Opis
W tego typu książkach, oprócz podziału na 24 rozdziały, ważne są pewne oczywiste motywy: oczekiwanie na coś, jakaś zmiana zachodząca w bohaterach, pewien rodzaj drogi do przebycia.
Rutka czuje się samotna, bo przyjaciółka wyprowadziła się daleko. Marzy, by w jej życiu znowu była jakaś bliska osoba. Pewnego dnia w domu pojawia się jakiś tajemniczy gość. Najpierw pozostawia tylko ślady swojej obecności, by w końcu objawić się jako… przybysz z obcej planety. Problem polega na tym, że na Ziemi pojawił się przypadkiem, tęskni za rodzicami i chciałby wrócić do siebie. Czy bohaterce uda się pomóc Kosmie i doprowadzić do powrotu do rodziny? Można powiedzieć, że pomysł, by w książce adwentowej pojawił się ufoludek jest dość specyficzny. A jednak jest ona przepełniona treściami, jakich szukamy w tym okresie oczekiwania. I nie to wynika jedynie z opisu rytuałów (zapalanie świec adwentowych, pieczenie pierników, pochód św. Łucji), ale faktu, że na końcu spełnia się świąteczne marzenie bohaterki – dzięki Kosmie zdobywa prawdziwego przyjaciela, a jest nim Samir – niepełnosprawny kolega z klasy. Warto tutaj zwrócić uwagę na doskonały sposób, w jaki autorka pokazuje, że nawet jeśli innego wyznania i na wózku – jest to zupełnie normalny chłopiec.

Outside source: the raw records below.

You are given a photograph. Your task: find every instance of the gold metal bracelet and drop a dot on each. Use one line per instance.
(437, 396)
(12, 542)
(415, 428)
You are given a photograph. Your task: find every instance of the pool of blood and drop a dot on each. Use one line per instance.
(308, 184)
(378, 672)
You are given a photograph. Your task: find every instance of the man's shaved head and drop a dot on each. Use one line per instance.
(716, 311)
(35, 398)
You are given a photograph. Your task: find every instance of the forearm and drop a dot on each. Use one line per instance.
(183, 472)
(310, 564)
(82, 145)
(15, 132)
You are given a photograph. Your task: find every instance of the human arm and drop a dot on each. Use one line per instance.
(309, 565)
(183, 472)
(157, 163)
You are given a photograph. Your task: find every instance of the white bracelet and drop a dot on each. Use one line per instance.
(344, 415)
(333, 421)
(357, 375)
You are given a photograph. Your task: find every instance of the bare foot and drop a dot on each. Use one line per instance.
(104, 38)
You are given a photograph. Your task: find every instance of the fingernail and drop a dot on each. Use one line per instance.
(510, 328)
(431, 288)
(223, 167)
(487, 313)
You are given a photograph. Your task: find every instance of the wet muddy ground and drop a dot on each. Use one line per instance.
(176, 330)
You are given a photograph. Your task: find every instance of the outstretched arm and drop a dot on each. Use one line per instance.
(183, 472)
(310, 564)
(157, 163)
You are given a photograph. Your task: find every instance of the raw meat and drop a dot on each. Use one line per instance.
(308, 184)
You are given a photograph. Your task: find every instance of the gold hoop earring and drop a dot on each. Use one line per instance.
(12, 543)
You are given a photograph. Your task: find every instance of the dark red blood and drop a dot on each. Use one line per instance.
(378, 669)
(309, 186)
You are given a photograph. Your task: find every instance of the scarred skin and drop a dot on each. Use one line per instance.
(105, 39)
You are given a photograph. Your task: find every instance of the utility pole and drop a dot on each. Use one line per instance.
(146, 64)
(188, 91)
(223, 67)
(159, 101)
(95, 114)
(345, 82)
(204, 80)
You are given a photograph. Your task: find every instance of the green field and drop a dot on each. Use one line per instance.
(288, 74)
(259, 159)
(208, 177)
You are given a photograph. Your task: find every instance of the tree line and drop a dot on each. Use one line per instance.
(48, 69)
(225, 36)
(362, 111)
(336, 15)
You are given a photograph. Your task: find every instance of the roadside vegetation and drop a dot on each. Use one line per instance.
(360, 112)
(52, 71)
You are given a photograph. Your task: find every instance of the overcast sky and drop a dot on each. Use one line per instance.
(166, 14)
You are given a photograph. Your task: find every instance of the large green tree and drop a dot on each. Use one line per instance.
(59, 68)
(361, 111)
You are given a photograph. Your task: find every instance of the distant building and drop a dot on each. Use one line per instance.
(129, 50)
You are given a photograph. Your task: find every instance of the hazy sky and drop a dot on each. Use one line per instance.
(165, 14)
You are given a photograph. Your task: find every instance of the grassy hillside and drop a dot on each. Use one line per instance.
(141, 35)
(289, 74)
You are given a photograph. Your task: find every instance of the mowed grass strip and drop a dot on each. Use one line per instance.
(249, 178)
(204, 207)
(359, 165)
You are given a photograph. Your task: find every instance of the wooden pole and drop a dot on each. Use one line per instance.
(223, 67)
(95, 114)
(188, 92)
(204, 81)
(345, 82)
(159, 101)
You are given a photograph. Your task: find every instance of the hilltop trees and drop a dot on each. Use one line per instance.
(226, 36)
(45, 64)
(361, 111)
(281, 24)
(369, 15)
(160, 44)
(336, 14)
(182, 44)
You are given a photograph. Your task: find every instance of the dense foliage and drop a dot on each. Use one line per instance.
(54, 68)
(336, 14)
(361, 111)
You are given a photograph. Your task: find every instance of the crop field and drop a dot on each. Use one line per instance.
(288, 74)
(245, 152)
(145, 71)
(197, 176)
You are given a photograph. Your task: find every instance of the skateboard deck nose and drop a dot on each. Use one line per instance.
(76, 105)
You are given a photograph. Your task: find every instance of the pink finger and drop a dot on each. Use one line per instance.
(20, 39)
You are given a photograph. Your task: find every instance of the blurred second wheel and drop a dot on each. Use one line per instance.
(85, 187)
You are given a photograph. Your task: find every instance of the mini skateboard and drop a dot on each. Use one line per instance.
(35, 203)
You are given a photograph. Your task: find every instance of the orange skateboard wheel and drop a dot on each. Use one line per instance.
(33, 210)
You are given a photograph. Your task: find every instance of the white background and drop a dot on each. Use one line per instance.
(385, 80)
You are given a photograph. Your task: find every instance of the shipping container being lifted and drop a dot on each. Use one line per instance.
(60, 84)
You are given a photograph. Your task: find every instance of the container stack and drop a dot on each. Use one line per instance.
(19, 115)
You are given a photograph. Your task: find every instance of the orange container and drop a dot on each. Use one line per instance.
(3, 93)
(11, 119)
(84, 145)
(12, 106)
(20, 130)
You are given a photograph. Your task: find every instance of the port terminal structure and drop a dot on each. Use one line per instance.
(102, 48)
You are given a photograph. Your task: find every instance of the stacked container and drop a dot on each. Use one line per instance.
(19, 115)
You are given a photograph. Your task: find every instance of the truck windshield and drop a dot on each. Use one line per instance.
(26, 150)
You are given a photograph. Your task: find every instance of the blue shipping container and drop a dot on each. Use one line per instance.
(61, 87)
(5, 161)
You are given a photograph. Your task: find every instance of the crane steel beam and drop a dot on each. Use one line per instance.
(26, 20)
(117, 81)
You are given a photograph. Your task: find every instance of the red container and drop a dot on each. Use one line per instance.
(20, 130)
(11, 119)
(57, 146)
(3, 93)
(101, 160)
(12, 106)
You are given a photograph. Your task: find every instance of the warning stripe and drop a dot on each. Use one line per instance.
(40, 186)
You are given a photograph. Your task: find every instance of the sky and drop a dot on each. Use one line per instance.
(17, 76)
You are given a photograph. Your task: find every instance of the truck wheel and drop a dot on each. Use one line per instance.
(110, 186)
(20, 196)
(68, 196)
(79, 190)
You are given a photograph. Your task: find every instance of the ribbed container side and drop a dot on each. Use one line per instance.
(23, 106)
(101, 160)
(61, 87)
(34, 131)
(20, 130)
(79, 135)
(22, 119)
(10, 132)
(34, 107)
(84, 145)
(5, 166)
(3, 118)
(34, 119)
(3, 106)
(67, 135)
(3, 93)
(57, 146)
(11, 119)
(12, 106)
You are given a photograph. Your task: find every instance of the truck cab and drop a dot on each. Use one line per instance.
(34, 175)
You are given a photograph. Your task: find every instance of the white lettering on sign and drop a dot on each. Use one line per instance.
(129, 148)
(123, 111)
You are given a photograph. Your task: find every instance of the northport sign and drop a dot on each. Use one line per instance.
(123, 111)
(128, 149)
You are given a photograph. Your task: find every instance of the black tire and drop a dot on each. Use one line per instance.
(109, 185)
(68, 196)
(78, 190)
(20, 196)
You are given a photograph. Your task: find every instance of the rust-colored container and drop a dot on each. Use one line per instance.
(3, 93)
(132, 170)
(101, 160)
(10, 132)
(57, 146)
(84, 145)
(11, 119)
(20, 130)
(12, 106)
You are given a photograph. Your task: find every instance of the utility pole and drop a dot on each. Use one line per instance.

Kolejny istotną kwestią jest pokazanie, że każdy ma swoją własną tradycję świąteczną i ona jest bardzo ważna dla naszej tożsamości, a każda tak samo – niezależnie od tego, jak przebiega i jakie jest jej znaczenie.
Recenzja stanowi fragment tekstu:
IDEALNY KALENDARZ ADWENTOWY CZ. 2.
Opinie
Na razie nie ma opinii o produkcie.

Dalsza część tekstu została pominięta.